“Ben
Mehmet Akif Ersoy’un dergâhında büyümüş bir gurbetçi çocuğuyum.”
Ekmeleddin İhsanoğlu, CHP ve MHP'nin Çatı Cumhurbaşkanı Adayı
Ekmeleddin İhsanoğlu, CHP ve MHP'nin Çatı Cumhurbaşkanı Adayı
Tam
derinliksiz, boyutsuz iç/dış politik dilin verdiği kanıksanmış tattan
kurtulacağız derken 12. Cumhurbaşkanı seçim kampanyaları umutlarımızı tersyüz
ediverdi. CHP ve MHP’nin ortak- çatı adayı Ekmeleddin İhsanoğlu, ‘Ekmek için Ekmeleddin’ sloganı ile karşımıza dikildi. Ki; bir süredir Ekmeleddin Bey'in CHP ve MHP’nin laik
tabanını rahatsız eden geçmişini değiştiremeyince adındaki ‘eddin’ ekinden kurtulmaya çalıştığına hepimiz
şahittik. Logosu da buğday tarlası şeklinde bir Türkiye haritası. Seçim kampanyaları içinde en
amatörce olanı, en 2002 öncesine benzeyeni buydu; belki de en tek parti dönemi
sığlığına benzeyeni.
Fondaki
ses şöyle diyordu:
“Türkiye'nin
Uluslararası itibari en yüksek isimlerinden. “Allah vatanımın tüm evlatlarını,
kendi evlatlarımdan ayırmasın” diyen bir Milliyetçi, “Atatürk ve devrimlerini
sahiplenmek tarihimizi sahiplenmek anlamına gelir” diyen bir Atatürkçü.

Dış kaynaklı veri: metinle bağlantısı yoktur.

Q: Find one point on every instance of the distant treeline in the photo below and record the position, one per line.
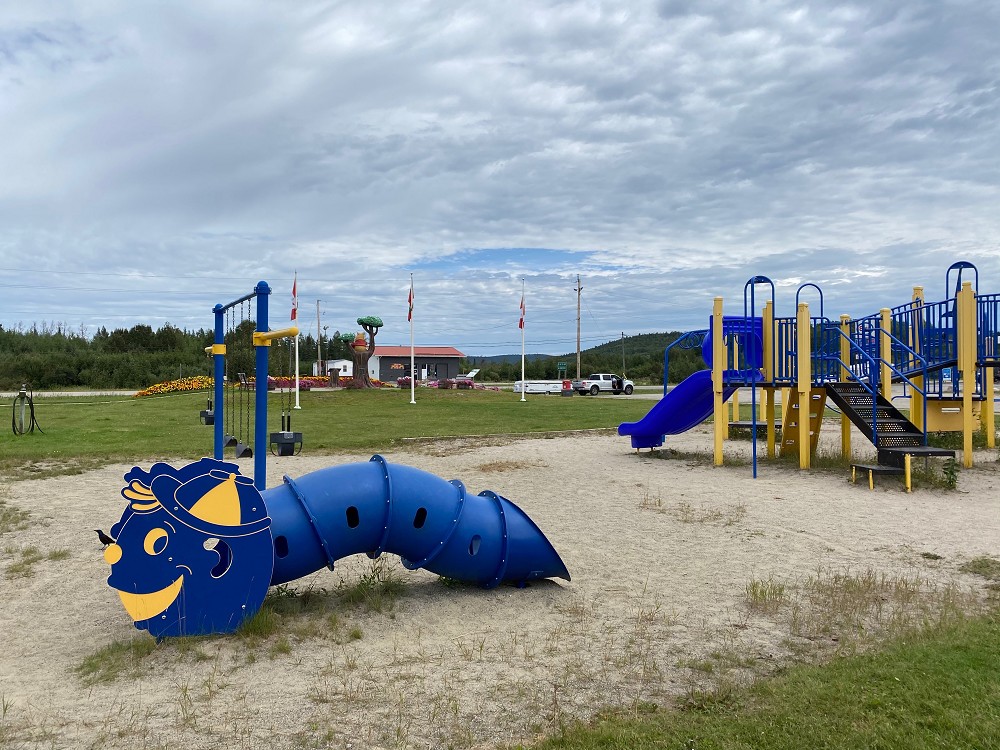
(642, 355)
(53, 356)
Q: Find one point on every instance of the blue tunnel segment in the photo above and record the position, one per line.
(431, 523)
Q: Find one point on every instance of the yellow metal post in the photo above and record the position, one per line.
(885, 353)
(735, 398)
(718, 355)
(965, 305)
(845, 376)
(987, 413)
(767, 350)
(803, 380)
(916, 397)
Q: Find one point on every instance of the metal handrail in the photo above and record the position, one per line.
(875, 370)
(689, 340)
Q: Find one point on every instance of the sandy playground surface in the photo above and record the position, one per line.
(661, 550)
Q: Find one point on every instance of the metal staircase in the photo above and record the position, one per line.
(894, 436)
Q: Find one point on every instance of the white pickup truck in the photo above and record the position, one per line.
(603, 381)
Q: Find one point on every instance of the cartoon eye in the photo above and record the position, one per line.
(155, 541)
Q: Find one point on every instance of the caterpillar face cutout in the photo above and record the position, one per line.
(192, 552)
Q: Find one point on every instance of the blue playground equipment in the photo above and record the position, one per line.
(197, 547)
(942, 353)
(691, 401)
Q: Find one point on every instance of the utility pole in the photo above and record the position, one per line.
(319, 338)
(579, 288)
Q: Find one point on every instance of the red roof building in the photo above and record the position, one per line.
(432, 362)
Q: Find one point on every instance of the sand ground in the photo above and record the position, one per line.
(661, 548)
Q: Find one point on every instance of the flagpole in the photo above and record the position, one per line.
(524, 384)
(295, 316)
(413, 374)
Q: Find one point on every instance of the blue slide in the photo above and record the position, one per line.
(688, 404)
(198, 546)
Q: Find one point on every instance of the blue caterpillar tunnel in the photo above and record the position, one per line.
(197, 548)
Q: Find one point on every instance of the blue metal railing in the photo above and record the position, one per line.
(872, 365)
(690, 340)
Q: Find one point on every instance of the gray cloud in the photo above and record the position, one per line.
(676, 148)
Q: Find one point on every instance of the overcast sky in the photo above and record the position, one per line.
(159, 158)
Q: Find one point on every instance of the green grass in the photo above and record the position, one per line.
(938, 689)
(83, 433)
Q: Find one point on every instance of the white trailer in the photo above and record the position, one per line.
(538, 386)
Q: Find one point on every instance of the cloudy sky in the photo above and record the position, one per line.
(159, 158)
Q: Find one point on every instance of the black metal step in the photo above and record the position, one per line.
(894, 430)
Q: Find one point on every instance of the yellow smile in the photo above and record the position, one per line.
(143, 606)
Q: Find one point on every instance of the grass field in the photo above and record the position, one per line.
(935, 687)
(82, 432)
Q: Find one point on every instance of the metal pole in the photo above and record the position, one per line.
(319, 354)
(579, 288)
(524, 383)
(260, 446)
(219, 369)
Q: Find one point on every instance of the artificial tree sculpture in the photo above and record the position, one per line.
(362, 351)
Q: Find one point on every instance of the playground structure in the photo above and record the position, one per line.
(197, 547)
(942, 353)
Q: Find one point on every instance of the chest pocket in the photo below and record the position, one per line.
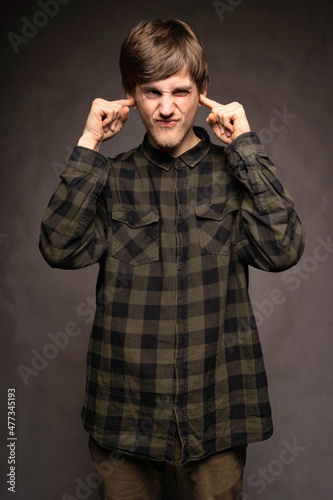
(215, 225)
(135, 237)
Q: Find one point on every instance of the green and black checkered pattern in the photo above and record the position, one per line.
(174, 341)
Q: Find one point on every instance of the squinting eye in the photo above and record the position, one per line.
(151, 93)
(181, 93)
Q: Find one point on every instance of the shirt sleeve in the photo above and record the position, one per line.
(270, 235)
(74, 225)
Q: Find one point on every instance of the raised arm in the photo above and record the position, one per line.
(270, 235)
(75, 224)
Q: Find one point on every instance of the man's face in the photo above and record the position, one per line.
(167, 109)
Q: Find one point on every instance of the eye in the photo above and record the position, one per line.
(181, 93)
(152, 93)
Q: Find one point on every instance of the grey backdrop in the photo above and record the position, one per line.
(273, 57)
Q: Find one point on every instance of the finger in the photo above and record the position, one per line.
(208, 102)
(127, 102)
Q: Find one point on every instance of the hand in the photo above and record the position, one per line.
(106, 118)
(227, 122)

Filistin Davasının en büyük savunucusu. Filistin'in devlet nişanı verdiği tek
Türk. Mehmet Akif'in dergahından geçmiş, Necip Fazıl ve Nazım Hikmet'i Arapça'ya
çevirmiş bir gönül adamı.”
Salona eşi, gelini ve 2 oğluyla gelen Ekmeleddin, konuşmasına Türkçe besmele ve Fatiha süresinin Türkçe mealini okuyarak başladı.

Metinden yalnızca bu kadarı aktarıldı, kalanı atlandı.